Hablar hoy de Miguel Hernández es hablar de poesía y vida entreveradas con palabras que, al tiempo que son palabras, no son palabras que se lleve el viento, porque el Viento es del Pueblo, ese pueblo del que Miguel Hernández levanta su persona y su poesía, ese pueblo nutrido de jornaleros y de niños desarrapados y explotados por la avaricia, ese pueblo que se levanta y clama contra el Cielo y contra el rico, pero que también es capaz de amar y llorar profundamente, por una idea, por una mujer, por un niño que se muere o por otro que sólo como cebollas.

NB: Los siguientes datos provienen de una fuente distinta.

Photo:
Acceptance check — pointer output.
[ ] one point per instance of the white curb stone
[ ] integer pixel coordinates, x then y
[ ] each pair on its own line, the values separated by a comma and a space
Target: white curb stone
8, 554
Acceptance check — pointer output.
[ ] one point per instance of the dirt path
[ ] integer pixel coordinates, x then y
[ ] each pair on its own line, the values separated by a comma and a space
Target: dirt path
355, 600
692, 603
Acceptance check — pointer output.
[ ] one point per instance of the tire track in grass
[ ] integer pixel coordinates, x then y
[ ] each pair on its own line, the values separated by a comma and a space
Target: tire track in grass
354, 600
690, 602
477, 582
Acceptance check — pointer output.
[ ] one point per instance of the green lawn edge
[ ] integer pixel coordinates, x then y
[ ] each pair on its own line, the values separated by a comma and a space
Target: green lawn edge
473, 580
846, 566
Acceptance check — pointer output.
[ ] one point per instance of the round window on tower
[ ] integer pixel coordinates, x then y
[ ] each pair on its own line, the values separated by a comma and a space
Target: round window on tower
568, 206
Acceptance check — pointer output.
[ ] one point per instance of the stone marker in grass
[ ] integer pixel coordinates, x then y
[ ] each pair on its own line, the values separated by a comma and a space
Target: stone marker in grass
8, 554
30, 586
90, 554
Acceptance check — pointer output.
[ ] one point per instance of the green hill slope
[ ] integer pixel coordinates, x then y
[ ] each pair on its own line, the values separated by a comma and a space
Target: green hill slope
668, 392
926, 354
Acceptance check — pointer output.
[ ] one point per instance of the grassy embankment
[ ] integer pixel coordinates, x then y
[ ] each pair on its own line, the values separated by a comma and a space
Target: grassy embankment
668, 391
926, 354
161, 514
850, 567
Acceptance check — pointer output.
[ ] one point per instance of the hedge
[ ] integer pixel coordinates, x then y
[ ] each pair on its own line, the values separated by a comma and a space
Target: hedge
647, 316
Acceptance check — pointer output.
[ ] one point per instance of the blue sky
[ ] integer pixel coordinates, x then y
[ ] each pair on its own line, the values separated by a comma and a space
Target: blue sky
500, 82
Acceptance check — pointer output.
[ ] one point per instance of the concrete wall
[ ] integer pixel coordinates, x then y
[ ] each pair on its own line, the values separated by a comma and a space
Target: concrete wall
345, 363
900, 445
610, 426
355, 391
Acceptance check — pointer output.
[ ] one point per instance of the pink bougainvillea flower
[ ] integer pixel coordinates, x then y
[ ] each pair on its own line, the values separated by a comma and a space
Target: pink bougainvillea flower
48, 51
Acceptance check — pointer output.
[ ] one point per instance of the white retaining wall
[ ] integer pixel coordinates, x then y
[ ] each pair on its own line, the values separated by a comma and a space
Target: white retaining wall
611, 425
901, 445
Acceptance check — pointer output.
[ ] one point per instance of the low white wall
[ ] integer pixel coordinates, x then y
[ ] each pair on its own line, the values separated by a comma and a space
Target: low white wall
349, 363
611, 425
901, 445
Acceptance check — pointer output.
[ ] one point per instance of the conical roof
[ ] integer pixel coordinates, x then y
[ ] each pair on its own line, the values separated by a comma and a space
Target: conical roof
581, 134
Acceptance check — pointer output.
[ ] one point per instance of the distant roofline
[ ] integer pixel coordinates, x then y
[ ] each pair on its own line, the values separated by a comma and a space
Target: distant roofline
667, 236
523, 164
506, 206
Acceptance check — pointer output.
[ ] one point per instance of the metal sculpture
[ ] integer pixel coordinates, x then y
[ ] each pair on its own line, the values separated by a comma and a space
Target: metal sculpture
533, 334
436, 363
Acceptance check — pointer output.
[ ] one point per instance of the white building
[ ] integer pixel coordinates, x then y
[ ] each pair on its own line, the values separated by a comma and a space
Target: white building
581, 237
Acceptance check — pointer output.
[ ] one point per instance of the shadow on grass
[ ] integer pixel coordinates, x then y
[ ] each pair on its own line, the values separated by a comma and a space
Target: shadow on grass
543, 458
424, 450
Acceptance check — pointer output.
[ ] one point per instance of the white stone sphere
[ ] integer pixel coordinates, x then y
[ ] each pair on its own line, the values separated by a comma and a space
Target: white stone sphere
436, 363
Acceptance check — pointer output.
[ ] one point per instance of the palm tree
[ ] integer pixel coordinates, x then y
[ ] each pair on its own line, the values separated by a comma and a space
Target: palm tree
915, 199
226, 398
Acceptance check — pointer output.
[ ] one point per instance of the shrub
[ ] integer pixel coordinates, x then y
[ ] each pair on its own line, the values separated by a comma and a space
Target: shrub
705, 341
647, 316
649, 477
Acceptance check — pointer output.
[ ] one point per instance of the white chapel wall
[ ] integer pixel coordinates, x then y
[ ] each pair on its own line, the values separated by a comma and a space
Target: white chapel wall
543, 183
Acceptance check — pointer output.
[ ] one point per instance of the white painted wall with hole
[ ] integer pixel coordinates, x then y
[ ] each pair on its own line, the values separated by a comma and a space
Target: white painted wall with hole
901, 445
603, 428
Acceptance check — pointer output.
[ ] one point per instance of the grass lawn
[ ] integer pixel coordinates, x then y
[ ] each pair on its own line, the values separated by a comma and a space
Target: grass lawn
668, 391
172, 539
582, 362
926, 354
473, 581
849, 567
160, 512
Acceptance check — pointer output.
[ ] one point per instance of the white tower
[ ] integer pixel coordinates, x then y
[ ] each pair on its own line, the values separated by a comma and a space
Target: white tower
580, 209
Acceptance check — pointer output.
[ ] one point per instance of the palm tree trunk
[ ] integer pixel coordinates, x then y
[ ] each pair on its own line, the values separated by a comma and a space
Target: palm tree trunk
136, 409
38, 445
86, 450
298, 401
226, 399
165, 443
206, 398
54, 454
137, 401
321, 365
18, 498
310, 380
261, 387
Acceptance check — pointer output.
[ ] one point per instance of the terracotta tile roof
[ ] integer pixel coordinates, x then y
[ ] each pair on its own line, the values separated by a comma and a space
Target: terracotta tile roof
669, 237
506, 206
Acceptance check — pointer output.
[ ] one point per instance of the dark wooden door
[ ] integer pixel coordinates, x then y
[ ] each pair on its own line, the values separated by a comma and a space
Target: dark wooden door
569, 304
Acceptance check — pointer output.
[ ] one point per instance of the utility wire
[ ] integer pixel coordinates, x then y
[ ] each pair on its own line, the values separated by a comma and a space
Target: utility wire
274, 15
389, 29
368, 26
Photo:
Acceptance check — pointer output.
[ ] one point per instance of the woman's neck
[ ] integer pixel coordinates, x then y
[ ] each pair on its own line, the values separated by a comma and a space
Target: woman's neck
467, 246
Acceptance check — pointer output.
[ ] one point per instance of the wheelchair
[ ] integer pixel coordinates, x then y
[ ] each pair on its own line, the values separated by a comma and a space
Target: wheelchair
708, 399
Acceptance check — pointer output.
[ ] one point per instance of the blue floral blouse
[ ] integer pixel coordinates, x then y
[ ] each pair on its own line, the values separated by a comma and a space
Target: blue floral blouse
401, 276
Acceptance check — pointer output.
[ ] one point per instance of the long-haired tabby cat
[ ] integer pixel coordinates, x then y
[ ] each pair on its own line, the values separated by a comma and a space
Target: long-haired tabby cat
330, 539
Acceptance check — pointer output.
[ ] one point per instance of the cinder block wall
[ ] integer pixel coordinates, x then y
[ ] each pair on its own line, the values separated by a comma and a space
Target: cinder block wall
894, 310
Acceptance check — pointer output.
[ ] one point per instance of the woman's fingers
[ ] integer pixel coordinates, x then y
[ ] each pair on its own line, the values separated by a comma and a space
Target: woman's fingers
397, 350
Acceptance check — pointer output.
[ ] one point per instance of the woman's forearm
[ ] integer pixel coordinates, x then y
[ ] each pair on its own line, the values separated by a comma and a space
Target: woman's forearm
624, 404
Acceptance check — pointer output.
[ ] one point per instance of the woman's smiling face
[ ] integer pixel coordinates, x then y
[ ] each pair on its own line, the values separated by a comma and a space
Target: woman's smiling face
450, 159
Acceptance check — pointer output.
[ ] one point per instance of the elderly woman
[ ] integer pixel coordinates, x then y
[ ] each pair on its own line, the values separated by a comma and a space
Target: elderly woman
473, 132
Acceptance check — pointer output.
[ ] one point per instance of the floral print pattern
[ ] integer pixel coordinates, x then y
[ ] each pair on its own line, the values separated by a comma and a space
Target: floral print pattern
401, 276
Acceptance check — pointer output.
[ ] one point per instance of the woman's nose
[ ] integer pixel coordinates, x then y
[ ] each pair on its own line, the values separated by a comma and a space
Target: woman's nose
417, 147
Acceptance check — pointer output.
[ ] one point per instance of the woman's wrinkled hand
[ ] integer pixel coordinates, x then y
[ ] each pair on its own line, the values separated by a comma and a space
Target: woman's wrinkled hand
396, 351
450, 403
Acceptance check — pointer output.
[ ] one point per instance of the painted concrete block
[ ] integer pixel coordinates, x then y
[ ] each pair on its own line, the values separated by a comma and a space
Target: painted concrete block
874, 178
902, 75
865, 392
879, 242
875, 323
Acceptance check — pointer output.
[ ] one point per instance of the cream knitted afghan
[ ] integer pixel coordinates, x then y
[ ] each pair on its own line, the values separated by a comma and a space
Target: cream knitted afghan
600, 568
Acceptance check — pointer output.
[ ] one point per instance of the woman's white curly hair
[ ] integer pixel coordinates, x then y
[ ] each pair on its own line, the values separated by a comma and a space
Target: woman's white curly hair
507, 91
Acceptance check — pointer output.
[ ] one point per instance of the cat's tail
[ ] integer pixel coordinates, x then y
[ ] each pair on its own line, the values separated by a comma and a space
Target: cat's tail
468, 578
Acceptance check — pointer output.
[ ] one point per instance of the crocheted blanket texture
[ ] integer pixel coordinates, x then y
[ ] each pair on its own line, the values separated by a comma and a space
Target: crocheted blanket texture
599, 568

Miguel Hernández sigue descolocado hoy en los libros porque es un poeta sin generación. Nació tarde para incorporarse a la Generación del 27 y murió temprano para pertenecer a esa otra Generación que llamaron del 36. Sin embargo, su verso, que es a la postre lo trascendente y lo que importa, está perfectamente colocado en nuestros corazones y en la memoria de un pueblo que lo invoca. Miguel Hernández es un poeta del pueblo pero no popular en el sentido que se le da a esta palabra, porque su poesía nace de una auténtica vocación de cultura, de un hambre insaciable de la lectura de los grandes, del dominio de la sintaxis, del acierto de la palabra precisa, del ansia de conseguir lo que el pueblo siempre quiso decir pero que sólo Miguel supo decir como nadie.
Un ejemplo:
Un ejemplo:
Pintada, no vacía:
pintada está mi casa
del color de las grandes
pasiones y desgracias.
Regresará del llanto
adonde fue llevada
con su desierta mesa,
con su ruinosa cama.
Florecerán los besos
sobre las almohadas.
Y en torno de los cuerpos
elevará la sábana
su intensa enredadera
nocturna, perfumada.
El odio se amortigua
detrás de la ventana.
Será la garra suave.
Dejadme la esperanza.
Mañana contaré lo que sé de él en El Casino de Los Palacios y Villafranca. Luego, lo resucitaremos leyendo su palabra.